COVINGTON, Ky. (AP) — Covington officials are seeking to widen the sections of the city where panhandling is completely banned.
City Attorney Frank Warnock has proposed adding an area around the Gateway Community and Technical College campus, which plans an $81.5 million expansion in downtown Covington over the next two years.
The Kentucky Enquirer reported (http://bit.ly/15EA6Wp ) that Gateway officials contacted the city about the issue. Warnock and Covington Police Chief Spike Jones met with Gateway leaders and arrived at adding the new zone.
"You can see how it would make going to school there less attractive, and make it harder to get students to come to the area. We think this is part of the solution. It's not the total solution by itself," Warnock said.
City ordinances already prohibit panhandling in tourist areas along the Ohio River, MainStrasse Village and Madison Avenue, while aggressive begging — pursuing a person after they've already refused, using obscene language or soliciting money near banks, ATMs and bus stops — is not allowed within city limits.
City commissioners will vote on the ordinance change at their next meeting on Oct. 22.

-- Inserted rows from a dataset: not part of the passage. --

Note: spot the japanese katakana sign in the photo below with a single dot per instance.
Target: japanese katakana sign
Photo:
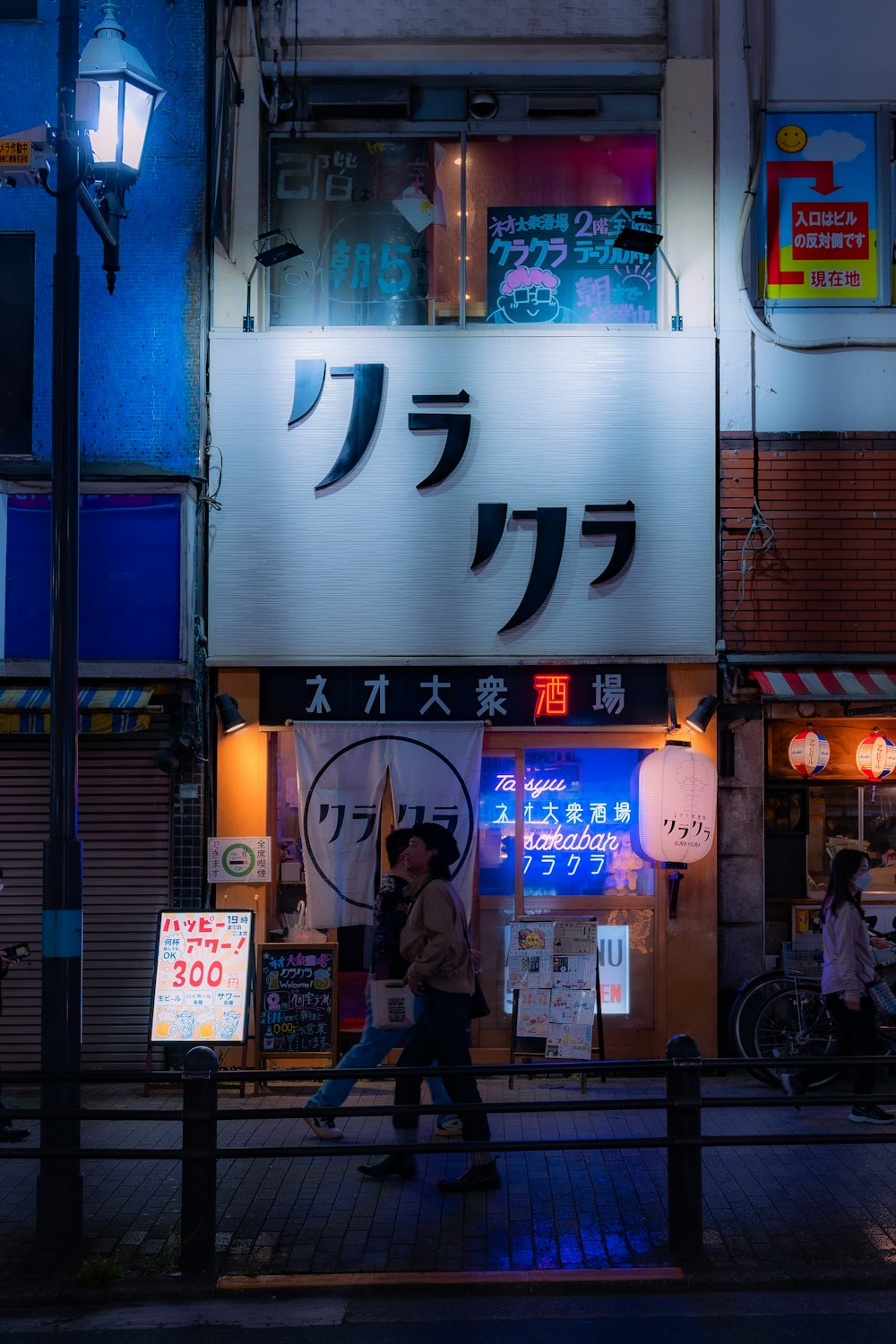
(821, 207)
(576, 695)
(563, 266)
(202, 978)
(484, 495)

The original ordinance was put into place in 2003, modeled after laws already in place throughout the country that withstood legal challenges. It provides for a $100 fine or 30 days in jail for a first offense, and fines up to $250 or 90 days in jail for each further violation within the following year.
Josh Spring, the executive director of the Greater Cincinnati Coalition for the Homeless, said such laws are "short-sighted and morally wrong." Cities should not get distracted by panhandling and instead look for ways to attack the causes of poverty and homelessness.
"In reality, we're talking about no more than a couple of handfuls of people — people who need help, and you're trying to legislate away their right to ask someone a question," Spring said.